When books star empowered female characters, they have the ability to inspire readers to find the same kind of personal empowerment in themselves. And while there are a lot of different ways to feel encouraged to be more confident and self-assured, I think we can all agree that these 5 basic traits are what makes a female character truly empowering for every kind of reader.
1She has the ability to make her own choices.
If a book character is truly empowering, she must have the ability to make her own choices. There are a lot of aspects to empowerment, but at its core is independence and free will, and the power to exercise individual choice.
This is not to say that an empowered character cannot face oppression — just think of Katniss Everdeen under the thumb of the Capitol. It means that, in the face of oppression, they make their own choices, for themselves and not because they are dictated to do so by others. Being empowered means having personal power: power to choose, power to decide, and power to dictate what happens next.
2She is representative of real women.
For a book character to be truly empowering, she must be relatable, and that goes way beyond having believable flaws. It means having characters that are diverse, inclusive, and intersectional.
What kind of character empowers a reader can depend a lot on the reader's identity. Everyone deserves to be able to find a book and see themselves in the story, no matter their race, religion, gender identity, sexual preference, or ability. Truly empowering book characters are different for everyone, but one thing is clear: we need them all.
3She is living out her own story, not someone else's.

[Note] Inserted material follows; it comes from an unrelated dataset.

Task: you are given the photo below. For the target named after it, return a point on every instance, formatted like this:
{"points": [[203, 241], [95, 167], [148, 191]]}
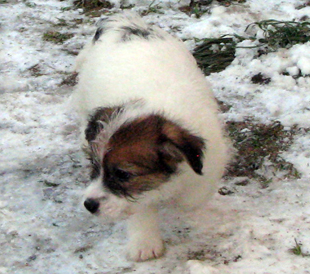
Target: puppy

Empowering female characters are not tangents to a hero's story. Rather, they are the heroine of their own lives, and of their own books. Often times, we see female characters in books play supporting roles to male characters who are trying to solve their own problems, and the woman's story is used as merely an entertaining tangent, a contextual aside, or even a plot device to move the male character's story forward.
For a female character to be truly empowering, she must have her own story, one where she makes the decisions and drives the plot forward. The story can involve other people — her family, friends, and yes, even her love interest — but she must be the one writing the next sentence and calling the shots. She is not a part of the story to serve another character, but rather, to serve herself and her own narrative.
4She is self-assured, stands up for her beliefs, and stands up for those less privileged.
This one may seem like a no-brainer, but it's important that empowering female characters are brave, courageous, and determined in their own beliefs. Too often in literature, and in real life, do we see men calling all the shots, and women coming along for the ride. Not in empowering female stories, though.
If a book character is empowering, then she is self-assured and unafraid to stand up for what she believes in. Often times, in the context of the story, those beliefs are controversial, even forbidden, but no matter what the characters around her say, an empowered protagonist forms her own opinions and stands by them, no matter who is telling her to let them go.
5Her life is self-determined.
Empowered female characters all have one thing in common: their lives are self-determined. They are free to make their own choices, at least in the context of their circumstances.
From Offred to Tris, we've seen dozens and dozens of female characters living under repressive regimes, controlling families or husbands, restrictive dystopian futures, and much worse conditions that make it seem impossible for them to determine their own fate. But it's what they do within that context that makes them inspiring: they chose what happens to them next. Despite the danger, despite the oppression, despite the simplicity of not doing it, empowering book characters make their own decisions and fight, sometimes to the death, for the ability to be in control of their own lives.
Because that's what being empowered is: being the one with the power over your own life.